Maybe we would. Coastal dwellers worldwide have always caught swells in their fishing boats when they landed on wave-fringed beaches. In Peru and West Africa certain cultures even worshipped waves, and sometimes rode them on special canoes and rafts. But none of them rode waves with as much skill and passion or made it a central, enduring part of their culture.
Those early Hawaiians did, which is what made their type of wave riding so different. They probably arrived on the islands armed with knowledge of canoe surfing, like their brothers and sisters throughout Polynesia. But somewhere along the timeline they
developed high-performance, twelve-foot wooden surfboards, designed for standing up on while riding big waves. How or why is not clear, but we do know that they really did surf, a lot, over a long period of time. Chiefs had a certain type of board, the Olo, which was the biggest, and made from wiliwili wood. They reserved certain spots, and the biggest waves, just for themselves. The lower classes, including women and children, rode the Alaia – a shorter board made from koa wood.
In this culture no one called surfing a waste of time. According to the earliest written records, which are consistent with the ancient legends of Hawaii, often, when the seas were going wild, daily life was put on hold and the people went surfing. At times like these there were fierce contests, heavy gambling and numerous rituals associated with the surf, performed to keep the hierarchy of gods happy and the universe in good order, or pono.
The first European explorers, who arrived more than a thousand years later, were quite simply amazed by surfing. Captain Cook had already seen people in Tahiti riding waves in canoes, but he’d never seen them ride these long thin boards, standing up. He devoted several pages to it in his diary.
Subsequent arrivals, Western churchfolk in particular, weren’t so impressed. They did their best to wipe it out, which wasn’t hard because the arrival of white men had set off an instant catastrophe in the islands anyway, as people died like flies from venereal diseases, influenza and other invisible genocidal weapons. The population plummeted in the years immediately after contact with the white men. By the time the missionaries started ordering people to wear clothes and build square houses, Hawaiians had already lost much of their culture anyway. So the ancient sport almost died out completely.

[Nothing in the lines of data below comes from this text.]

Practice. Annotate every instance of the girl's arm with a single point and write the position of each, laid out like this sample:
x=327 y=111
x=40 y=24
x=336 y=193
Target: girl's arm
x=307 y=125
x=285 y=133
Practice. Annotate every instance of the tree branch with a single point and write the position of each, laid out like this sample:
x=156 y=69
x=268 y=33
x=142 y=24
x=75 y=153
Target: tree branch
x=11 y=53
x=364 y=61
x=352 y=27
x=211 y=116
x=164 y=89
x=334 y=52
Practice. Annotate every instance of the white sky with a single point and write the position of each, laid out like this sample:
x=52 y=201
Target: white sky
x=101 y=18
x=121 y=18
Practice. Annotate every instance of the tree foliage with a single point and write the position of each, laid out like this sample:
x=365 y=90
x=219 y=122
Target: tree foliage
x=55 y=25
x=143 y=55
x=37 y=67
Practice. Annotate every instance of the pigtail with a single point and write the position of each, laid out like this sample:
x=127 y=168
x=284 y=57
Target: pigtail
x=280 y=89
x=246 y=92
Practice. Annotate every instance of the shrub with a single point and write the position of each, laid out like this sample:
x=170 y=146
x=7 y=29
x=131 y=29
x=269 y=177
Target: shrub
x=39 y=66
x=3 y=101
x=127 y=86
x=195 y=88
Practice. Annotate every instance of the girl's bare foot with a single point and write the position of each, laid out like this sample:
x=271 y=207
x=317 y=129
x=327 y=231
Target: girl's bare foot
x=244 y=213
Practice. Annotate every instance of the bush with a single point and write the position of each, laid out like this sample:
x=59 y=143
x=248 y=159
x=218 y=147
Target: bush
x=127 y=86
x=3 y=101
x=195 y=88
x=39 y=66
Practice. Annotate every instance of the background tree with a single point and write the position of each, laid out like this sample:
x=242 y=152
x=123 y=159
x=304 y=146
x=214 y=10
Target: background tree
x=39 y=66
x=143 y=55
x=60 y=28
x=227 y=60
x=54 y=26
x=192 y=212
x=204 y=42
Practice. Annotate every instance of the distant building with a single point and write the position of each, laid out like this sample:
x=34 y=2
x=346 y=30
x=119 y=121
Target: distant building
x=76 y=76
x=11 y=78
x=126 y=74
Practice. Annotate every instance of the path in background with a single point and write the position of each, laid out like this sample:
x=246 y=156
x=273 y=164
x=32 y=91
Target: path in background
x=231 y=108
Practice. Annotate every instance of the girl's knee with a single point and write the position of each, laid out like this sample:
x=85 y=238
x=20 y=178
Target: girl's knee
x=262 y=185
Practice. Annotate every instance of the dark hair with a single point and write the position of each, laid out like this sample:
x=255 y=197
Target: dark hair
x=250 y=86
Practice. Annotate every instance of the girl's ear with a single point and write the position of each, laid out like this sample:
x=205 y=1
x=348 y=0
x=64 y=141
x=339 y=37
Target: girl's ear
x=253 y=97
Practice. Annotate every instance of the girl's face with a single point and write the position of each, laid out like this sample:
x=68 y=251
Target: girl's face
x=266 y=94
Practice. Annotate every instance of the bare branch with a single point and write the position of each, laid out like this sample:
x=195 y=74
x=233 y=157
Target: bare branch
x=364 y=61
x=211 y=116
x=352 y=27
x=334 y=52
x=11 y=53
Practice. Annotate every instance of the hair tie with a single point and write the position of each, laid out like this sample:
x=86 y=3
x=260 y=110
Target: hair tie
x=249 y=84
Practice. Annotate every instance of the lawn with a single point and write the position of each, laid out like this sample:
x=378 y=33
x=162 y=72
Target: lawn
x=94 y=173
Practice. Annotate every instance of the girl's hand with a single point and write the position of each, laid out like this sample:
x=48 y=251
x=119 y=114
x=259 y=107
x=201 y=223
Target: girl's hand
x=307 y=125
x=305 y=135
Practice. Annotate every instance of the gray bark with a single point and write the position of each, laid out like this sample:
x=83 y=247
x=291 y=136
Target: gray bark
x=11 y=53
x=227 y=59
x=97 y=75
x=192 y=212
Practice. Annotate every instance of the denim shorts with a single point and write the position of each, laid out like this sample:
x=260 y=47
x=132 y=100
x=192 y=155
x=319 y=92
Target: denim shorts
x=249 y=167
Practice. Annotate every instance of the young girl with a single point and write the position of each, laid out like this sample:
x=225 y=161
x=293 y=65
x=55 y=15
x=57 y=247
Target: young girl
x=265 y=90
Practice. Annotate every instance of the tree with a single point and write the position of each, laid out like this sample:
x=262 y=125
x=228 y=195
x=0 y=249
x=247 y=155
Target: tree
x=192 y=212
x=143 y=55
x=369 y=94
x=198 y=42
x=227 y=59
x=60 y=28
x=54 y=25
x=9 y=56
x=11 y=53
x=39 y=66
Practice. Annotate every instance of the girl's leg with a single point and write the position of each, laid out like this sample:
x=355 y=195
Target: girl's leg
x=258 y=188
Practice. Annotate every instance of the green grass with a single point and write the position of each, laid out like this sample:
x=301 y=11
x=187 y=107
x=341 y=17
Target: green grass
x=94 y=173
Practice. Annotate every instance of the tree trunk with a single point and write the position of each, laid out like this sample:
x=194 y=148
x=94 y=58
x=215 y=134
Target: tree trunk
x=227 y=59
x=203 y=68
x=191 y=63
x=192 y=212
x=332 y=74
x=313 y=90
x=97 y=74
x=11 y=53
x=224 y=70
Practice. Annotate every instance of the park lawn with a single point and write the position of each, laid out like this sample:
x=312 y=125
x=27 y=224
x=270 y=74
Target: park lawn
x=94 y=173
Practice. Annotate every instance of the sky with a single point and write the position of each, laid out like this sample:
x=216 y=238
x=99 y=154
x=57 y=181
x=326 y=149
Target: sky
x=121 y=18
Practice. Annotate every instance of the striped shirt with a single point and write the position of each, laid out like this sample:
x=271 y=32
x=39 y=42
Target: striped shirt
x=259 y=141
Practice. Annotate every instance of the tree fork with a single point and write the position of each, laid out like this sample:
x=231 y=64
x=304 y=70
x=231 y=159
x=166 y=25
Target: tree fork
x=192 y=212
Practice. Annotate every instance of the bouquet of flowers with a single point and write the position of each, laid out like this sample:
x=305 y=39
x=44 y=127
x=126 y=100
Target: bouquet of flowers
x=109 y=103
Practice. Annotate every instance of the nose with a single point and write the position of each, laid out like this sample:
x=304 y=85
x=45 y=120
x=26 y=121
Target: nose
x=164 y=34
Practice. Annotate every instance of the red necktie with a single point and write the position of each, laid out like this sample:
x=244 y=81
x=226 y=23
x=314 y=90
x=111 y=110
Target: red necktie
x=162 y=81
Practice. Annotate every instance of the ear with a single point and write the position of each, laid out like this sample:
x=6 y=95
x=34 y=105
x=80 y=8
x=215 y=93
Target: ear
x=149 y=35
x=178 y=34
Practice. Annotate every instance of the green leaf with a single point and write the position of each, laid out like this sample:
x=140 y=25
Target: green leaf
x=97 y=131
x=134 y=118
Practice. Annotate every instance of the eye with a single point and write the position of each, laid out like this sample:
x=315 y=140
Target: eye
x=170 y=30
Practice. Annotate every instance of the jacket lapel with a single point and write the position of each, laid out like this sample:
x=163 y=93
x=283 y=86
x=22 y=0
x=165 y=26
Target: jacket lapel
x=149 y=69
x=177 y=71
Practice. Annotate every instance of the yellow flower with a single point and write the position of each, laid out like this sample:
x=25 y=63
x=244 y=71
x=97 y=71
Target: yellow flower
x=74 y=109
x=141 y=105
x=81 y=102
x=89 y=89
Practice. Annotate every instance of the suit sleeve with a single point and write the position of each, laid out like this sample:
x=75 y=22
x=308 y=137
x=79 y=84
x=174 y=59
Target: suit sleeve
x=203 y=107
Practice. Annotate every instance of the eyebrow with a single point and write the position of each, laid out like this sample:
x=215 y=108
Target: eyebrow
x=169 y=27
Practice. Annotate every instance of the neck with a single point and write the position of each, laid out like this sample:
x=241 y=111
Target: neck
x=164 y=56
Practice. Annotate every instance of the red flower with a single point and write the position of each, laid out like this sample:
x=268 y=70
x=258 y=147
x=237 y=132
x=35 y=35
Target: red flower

But the pulse never stopped. The heart of Hawaiian culture was still pumping, even in the late 1800s when a half-Irish, half-Hawaiian man named George Freeth made an old-style Olo board and began to ride it standing up in the mellow waves in front of Waikiki, the capital town of the islands. At the time, only a few Hawaiian families were still riding waves there, mostly on shorter Paipo body boards, as Hawaiians had since the days of King Kamehameha I, the great Hawaiian chief who took control of the whole island chain in the 1700s. The king, it is said, enjoyed surfing long into his sixties and was noted for riding enormous summer swells on the outer reefs of Waikiki.